Langacker received his Ph.D. from the University of Illinois at Urbana-Champaign in 1966. From 1966 until 2003, he was professor of linguistics at the University of California, San Diego. From 1997 until 1999 he also served as president of the International Cognitive Linguistics Association.
Contribution to Linguistics
Langacker develops the central ideas of Cognitive Grammar in his seminal, two-volume Foundations of Cognitive Grammar, which became a major departure point for the emerging field of Cognitive Linguistics.
Cognitive Grammar treats human languages as consisting solely of semantic units, phonological units, and symbolic units (conventional pairings of phonological and semantic units). Like Construction Grammar, and unlike many mainstream linguistic theories, Cognitive Grammar extends the notion of symbolic units to the grammar of languages.
- Langacker assumes that linguistic structures are motivated by general cognitive processes. In formulating his theory, he makes extensive use of principles of gestalt psychology and draws analogies between linguistic structure and aspects of visual perception.
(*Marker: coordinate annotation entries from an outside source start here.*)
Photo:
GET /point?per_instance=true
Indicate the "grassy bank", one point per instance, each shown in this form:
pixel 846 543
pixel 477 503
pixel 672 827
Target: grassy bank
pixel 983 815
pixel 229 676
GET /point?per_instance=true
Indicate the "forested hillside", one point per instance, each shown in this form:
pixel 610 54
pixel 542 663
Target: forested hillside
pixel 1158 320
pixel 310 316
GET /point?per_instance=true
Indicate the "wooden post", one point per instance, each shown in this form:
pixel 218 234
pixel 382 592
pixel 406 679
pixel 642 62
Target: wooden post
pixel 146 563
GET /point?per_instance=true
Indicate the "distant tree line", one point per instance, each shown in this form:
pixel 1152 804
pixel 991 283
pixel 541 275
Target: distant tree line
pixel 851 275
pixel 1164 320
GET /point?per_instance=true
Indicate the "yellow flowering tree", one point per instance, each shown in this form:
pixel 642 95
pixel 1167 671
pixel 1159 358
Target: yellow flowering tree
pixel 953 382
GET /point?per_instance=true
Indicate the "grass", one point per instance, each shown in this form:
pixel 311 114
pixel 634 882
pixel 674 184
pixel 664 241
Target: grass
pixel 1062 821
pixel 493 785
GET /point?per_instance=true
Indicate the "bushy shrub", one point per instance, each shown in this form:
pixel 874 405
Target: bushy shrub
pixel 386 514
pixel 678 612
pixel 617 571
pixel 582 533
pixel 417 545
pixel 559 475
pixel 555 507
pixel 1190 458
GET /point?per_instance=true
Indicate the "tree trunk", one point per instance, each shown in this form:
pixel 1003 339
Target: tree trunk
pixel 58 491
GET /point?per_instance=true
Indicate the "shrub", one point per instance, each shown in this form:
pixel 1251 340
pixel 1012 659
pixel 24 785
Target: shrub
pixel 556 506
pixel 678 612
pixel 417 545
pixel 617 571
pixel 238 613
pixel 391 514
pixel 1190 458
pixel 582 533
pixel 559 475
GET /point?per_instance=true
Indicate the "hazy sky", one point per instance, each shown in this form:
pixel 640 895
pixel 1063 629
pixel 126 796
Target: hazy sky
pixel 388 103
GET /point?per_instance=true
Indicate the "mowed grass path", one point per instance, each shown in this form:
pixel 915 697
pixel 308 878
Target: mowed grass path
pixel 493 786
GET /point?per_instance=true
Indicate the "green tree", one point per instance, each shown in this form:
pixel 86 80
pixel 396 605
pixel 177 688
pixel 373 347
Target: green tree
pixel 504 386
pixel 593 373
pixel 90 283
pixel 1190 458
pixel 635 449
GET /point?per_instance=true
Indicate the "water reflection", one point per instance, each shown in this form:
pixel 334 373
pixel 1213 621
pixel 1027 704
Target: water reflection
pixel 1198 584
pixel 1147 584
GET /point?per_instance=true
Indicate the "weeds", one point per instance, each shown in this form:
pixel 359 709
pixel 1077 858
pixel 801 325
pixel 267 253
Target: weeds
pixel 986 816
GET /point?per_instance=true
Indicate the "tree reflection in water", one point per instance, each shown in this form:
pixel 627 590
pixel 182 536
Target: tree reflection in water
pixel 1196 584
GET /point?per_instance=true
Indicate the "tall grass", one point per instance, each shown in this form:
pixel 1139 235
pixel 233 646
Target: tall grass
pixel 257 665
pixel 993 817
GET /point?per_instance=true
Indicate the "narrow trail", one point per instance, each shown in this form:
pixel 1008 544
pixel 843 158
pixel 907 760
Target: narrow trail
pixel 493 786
- Foundations of Cognitive Grammar, Volume I, Theoretical Prerequisites. Stanford, California: Stanford University Press, 1987.
- Concept, Image, and Symbol: The Cognitive Basis of Grammar. Berlin & New York: Mouton de Gruyter, 1991.
- Foundations of Cognitive Grammar, Volume II, Descriptive Application. Stanford, California: Stanford University Press, 1991.
- Grammar and Conceptualization. Berlin & New York: Mouton de Gruyter, 1999.